Statistics 10

1. Recall: Random Variables

Definition -- usually denoted as X or Y it is the numerical outcome of a random process or experiment.

Examples: tosses of a coin, rolls of a die, the market close, a lottery, the amount of fluid in a bottle of beer, the number of students present in a class.

2. Finishing Lecture 9: Continuous Random Variables

A continuous random variable can assume an infinite number of values in an interval. So for example, our beer bottles can contain any amount of beer in an interval between 0 and 300 ml.
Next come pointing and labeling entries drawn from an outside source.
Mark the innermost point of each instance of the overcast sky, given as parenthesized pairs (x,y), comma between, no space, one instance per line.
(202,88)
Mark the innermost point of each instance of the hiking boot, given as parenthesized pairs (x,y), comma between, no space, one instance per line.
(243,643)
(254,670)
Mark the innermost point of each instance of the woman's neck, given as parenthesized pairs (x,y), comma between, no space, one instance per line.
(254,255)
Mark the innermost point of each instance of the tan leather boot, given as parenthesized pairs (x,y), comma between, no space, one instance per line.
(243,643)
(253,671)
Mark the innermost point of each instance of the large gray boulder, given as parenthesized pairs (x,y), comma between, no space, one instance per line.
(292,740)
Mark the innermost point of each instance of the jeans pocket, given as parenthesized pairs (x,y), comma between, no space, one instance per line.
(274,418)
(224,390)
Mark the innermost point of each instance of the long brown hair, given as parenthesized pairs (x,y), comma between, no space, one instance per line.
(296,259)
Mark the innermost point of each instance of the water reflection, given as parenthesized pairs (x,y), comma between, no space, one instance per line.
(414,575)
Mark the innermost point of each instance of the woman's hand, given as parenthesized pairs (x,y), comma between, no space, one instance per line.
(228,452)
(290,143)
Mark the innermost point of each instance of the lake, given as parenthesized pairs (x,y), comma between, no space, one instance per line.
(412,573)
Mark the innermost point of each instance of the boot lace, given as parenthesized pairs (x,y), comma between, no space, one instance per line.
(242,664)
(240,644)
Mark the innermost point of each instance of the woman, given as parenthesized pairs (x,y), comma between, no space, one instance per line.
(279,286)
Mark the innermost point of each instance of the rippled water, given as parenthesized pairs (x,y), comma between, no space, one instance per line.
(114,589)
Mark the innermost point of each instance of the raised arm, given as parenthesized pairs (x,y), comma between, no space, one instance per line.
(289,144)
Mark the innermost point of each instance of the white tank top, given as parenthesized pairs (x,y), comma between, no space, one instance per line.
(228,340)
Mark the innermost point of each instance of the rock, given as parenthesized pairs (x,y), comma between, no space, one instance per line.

The most commonly observed continuous random variable is the NORMAL distribution (Chapter 1.3). The probability distribution is described by a curve and the probability of any event is described by the area under the curve. We are always interested in the probability for an interval rather than the probability of an exact value. This is simply because the area under the curve at some exact point will be zero.

Notation: Greek Letter mu or m is the symbol for the mean of the normal distribution, Greek letter sigma, or s, the standard deviation. In the Standard Normal that we use in Table A, the mean is m =0 and the standard deviation s=1.

Example: Suppose an automobile manufacturer claims their new SUV has mean in-city mileage of 16 miles per gallon. Suppose you write to the manufacturer and you find out that the standard deviation around that mean is 2 miles per gallon. This information allows you to formulate a probability model. So you think that the random variable "in city gas mileage" can be approximated by a normal distribution with a mean of 16 and a standard deviation of 2.

ASK: What is does the distribution of the in-city gas mileage look like for the population of these vehicles? What percentage do we expect to be between 14 and 18 miles per gallon? What percentage do we expect to be between 12 and 20 miles per gallon?

Example: Suppose you work for a magazine that tests new autos and trucks. If you were to test this SUV, what is the probability that the one you purchased averages less than 13 miles to the gallon? What is the probability that you would purchase one that gets more than 20 miles? Suppose you were to purchase one that gets better than 20 miles per gallon, is your probability model necessarily wrong?

Example: Suppose you are thinking about investing some money in a mutual fund. Past data shows that the fund returned a mean of 19.8% with a standard deviation of 13.40%. Suppose we know it is normally distributed. Based on this information, what is the probability that you will experience a loss (get a return of less than zero). This year-to-date, the fund has returned -9.07 (a loss). What is the probability of getting a return that low or lower? Is the model necessarily wrong?

3. Random Variables have means too (4.4)

The mean of a list (from Chapter 1.2) is x-bar. It's an ordinary average that gives every value in the list equal weight. The mean of a random variable is also an average, but slightly different, it assigns probabilities to the outcomes and they do not need to be equal.

The examples above give a mean (and standard deviation) for a random variable.

Symbols: the mean of probability distribution is Greek letter mu, μ , and its standard deviation is denoted by sigma, σ , Where have you seen this before? (Chapter 1.3)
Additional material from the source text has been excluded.